From a Epoch, Bright headline:
“Former Cop Saw Too Many Kids’ Lives End Badly—So He Built a Christian School to Give Them 2nd Chance”
The sons of West Virginia were the reason former police officer Steve Finn, once serving Atlanta Metro, hung up his badge. In the line of duty, from the late 1990s, he saw it happen firsthand to young people in his home city: He knew a young woman who, in conflict with herself, chose gang life—fatally. She died in the passenger’s seat during a head-on car crash. A known gang member, also deceased, was in the driver’s seat. Too many children’s lives were ending in bad ways, the officer saw.
Finn said,
“I just saw again and again, children that I knew that were making really poor decisions that were putting them in the grave early or putting them in jail for the remainder of their youth.”
Officer Finn had wanted to make a difference in their lives, wanted to get upstream and fix the problem, somehow. As a “Christian in uniform,” he went home and told his wife his intentions and prayed about it.
“What if we could do more?” Mr. Finn asked his wife. “My wife, God bless her, she’s a trooper. She said, ‘Let’s go after this,’ and we went after it. And we almost lost everything in the process.”

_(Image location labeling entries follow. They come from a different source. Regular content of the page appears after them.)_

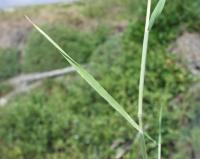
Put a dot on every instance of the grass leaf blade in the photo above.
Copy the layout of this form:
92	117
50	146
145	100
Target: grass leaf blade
90	80
159	133
157	11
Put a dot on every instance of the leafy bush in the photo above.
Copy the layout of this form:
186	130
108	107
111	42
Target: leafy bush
41	56
9	63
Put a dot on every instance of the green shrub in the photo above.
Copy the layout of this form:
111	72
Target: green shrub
41	56
9	63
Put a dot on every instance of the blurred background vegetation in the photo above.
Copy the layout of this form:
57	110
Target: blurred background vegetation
64	118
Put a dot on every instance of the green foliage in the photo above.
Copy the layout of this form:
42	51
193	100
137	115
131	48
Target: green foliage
9	63
40	55
67	119
5	88
116	65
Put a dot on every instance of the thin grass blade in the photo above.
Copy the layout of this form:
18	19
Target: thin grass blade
159	133
143	146
90	80
157	11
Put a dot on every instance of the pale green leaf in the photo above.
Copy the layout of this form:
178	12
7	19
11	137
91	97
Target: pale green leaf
91	81
159	133
157	11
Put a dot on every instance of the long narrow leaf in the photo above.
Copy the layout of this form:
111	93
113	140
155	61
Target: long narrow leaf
159	133
90	80
157	11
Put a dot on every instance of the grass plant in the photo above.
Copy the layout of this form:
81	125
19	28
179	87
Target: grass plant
150	19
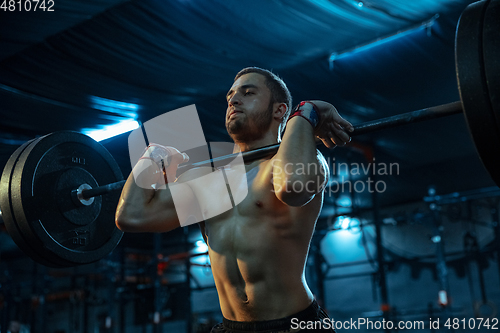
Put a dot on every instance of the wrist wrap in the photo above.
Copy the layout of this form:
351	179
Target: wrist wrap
308	111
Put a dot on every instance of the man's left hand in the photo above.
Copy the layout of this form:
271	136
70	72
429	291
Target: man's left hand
332	129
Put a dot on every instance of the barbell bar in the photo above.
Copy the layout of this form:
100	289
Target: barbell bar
255	154
52	198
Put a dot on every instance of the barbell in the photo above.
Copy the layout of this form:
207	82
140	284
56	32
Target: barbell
59	192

They would found an all-boys school for troubled youths in West Virginia.
Why West Virginia? West Virginia, per capita, is highest in the nation for having children in foster care. While the national average is 3 children in foster care for every 1,000, in West Virginia, that number is 13 children in foster care for every 1,000. That’s over four times the nation’s average, and doesn’t even include children being raised by grandparents. In Braxton County, a staggering 86 percent of grandparents raise their grandchildren. West Virginia, Mr. Finn learned, was the state with the greatest need.

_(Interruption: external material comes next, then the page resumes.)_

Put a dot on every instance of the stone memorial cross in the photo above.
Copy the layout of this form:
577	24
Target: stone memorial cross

He said, ‘Let’s just put our chips on the table and see if God’s in it. If He’s in, He’s in; if He’s not, He’s not,’” Mr. Finn told his wife. “Let’s give it 12 months, and if nothing’s happening, we’ll shut this thing down.”
They were down to their last $12.54 at their lowest.
They broke ground in 2005. And now, we have Chestnut Mountain Ranch which, sure enough, holds troubled kids accountable but also seeks the areas where they truly shine, nurturing that with its capacity for 28 boys.
In the latest news, a 370-acre children’s home shut its doors a few miles down the road and Chestnut Mountain was asked to take over. With encouragement from the community, the deal is all but done; attorney-drafted papers still need signing, but handshakes have been made. It appears that, soon, there will be a new all-girls Christian school for the daughters of West Virginia.
Steve Finn recognized a need, and Steve Finn risked it all. Consequently, many teenage boys have benefitted, soon many teenage girls will also benefit.